Normal speech must be mixed with an even loudness level throughout the programme. Normal speech should be levelled close to -23 LUFS (0 LU on the relative scale) measured with the Short-term Loudness meter. However, the Programme Loudness target must be fulfilled (except regarding deliberately low loudness) and has priority over the dialogue level recommendation. Regarding dialogue mixing practises, see section 9.2 in EBU Tech 3343.


All programmes must be mixed to comply with the EBU recommendation EBU R 128.

Programmes mixed according to the old standard will only be accepted by prior agreement with SVT. In that case, the old standard for measuring programme audio levels was the EBU Tech 3205 recommendation for Quasi Peak Programme Meters and was rendered on the Nordic Scale. 0 dBu corresponded to -18 dBFS and the integration time was set to 10 ms. Typical peak levels regarding normal speech hovered between 0 to +6 dBu and maximum programme peak level was not exceeding +11 dBu.

The programme metadata element ‘Audio Comments’ must be used to note whether the programme, with prior agreement, has been mixed according to the old “Nordic Scale” standard.

Loudness terms EBU R 128 terms used in this document, how they are measured and the delivery requirements, are listed in the table below. All programmes must be compliant with the ‘Programme Loudness’ and ‘Maximum True Peak’ requirements. Other parameters are given for guidance only.

Loudness diagram
Loudness diagram II

Guidlines for True Peak Audio Levels

Guildlines for True Peak Audio Levels

The table above is only for guidance on the true peak levels of diverse types of audio. At all times dialogue must be distinctand clear

Metering Requirements

Meters must comply with the specifications in EBU Tech 3341. Programmes must be measured using the EBU Integrated (I) mode and the measurement must be applied to the whole programme (EBU Tech 3343). The optional LFE channel must be excluded from all measurements.

Stereo Audio Requirements

Stereo tracks must carry sound in the A/B (Left/Right) form.

If mono originated sound is used, it must be recorded as dual mono, so that it may be handled exactly as stereo. It must meet all the stereo standards regarding levels, balance and phase.

Stereo Line-Up Tones

The use of line-up tones for File delivery is optional. When used, each stereo audio pair must have either EBU stereo or GLITS line-up tone (not a mix of both). Tone must be 1 kHz (2 kHz is acceptable on M&E channels), sinusoidal, free of distortion and phase coherent between channels.

Audio files of GLITS and EBU stereo tones may be downloaded from the DPP website, Länk till annan webbplats..

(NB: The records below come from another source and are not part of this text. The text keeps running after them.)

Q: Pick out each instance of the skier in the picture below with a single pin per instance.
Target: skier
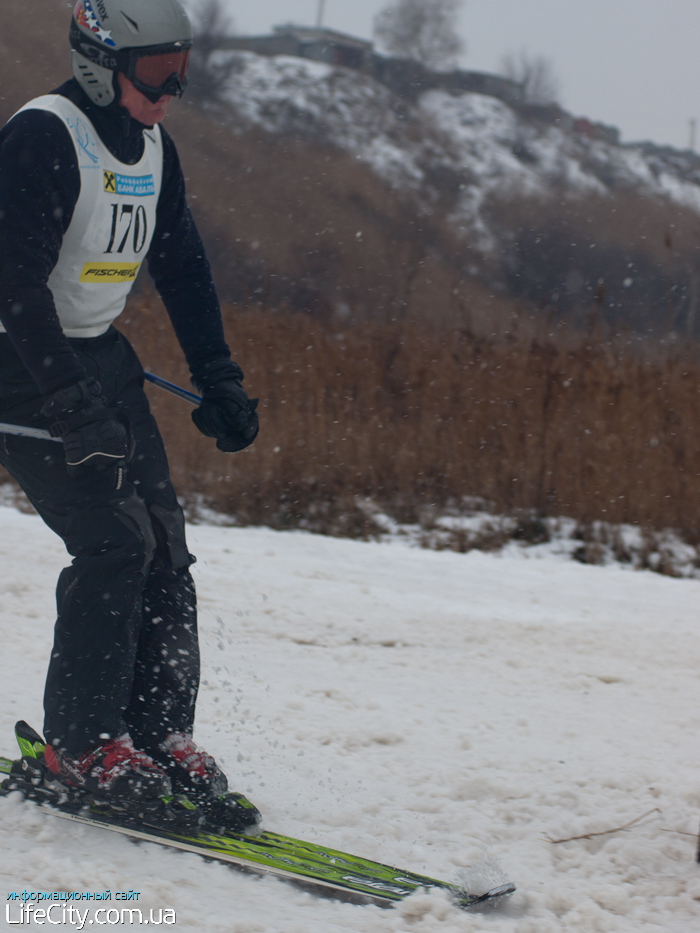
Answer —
(90, 185)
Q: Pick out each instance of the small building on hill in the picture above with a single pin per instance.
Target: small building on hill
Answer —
(319, 45)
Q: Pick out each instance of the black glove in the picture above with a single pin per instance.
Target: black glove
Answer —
(225, 411)
(94, 437)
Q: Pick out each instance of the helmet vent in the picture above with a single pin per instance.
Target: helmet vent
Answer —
(130, 23)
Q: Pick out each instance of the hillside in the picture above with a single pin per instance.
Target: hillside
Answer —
(321, 189)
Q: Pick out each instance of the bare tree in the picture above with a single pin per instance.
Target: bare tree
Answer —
(209, 72)
(424, 30)
(535, 74)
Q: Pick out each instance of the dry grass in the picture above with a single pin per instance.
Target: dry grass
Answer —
(416, 419)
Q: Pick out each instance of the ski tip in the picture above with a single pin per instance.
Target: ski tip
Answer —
(466, 900)
(503, 890)
(31, 744)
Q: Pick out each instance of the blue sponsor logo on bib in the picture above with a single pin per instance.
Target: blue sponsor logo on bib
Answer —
(138, 186)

Digital Audio Reference level is defined as 18dB below the maximum coding value (-18 dBFS).

Stereo Phase

Stereo programme audio must be capable of down-mixing to mono without causing any noticeable phase cancellation.

Surround Sound Requirements

Surround sound should be delivered as discrete tracks, i.e. preferably not as ‘Dolby E’.

For programmes carrying surround sound (>2.0) it is optional to deliver an additional stereo (2.0) mix. SVT transmits a stereo audio stream in conjunction with a multichannel audio stream, but it is made from an in-house mix-down of the multichannel audio with Audio Metadata applied – i.e. stereo listeners will receive either a mix-down from the surround channels generated in SVT’s playout chain or a mix-down generated in their receiver.

Surround Line-Up Tones UHD Programmes

Ultra-High Definition (UHD) programmes are not accepted by SVT.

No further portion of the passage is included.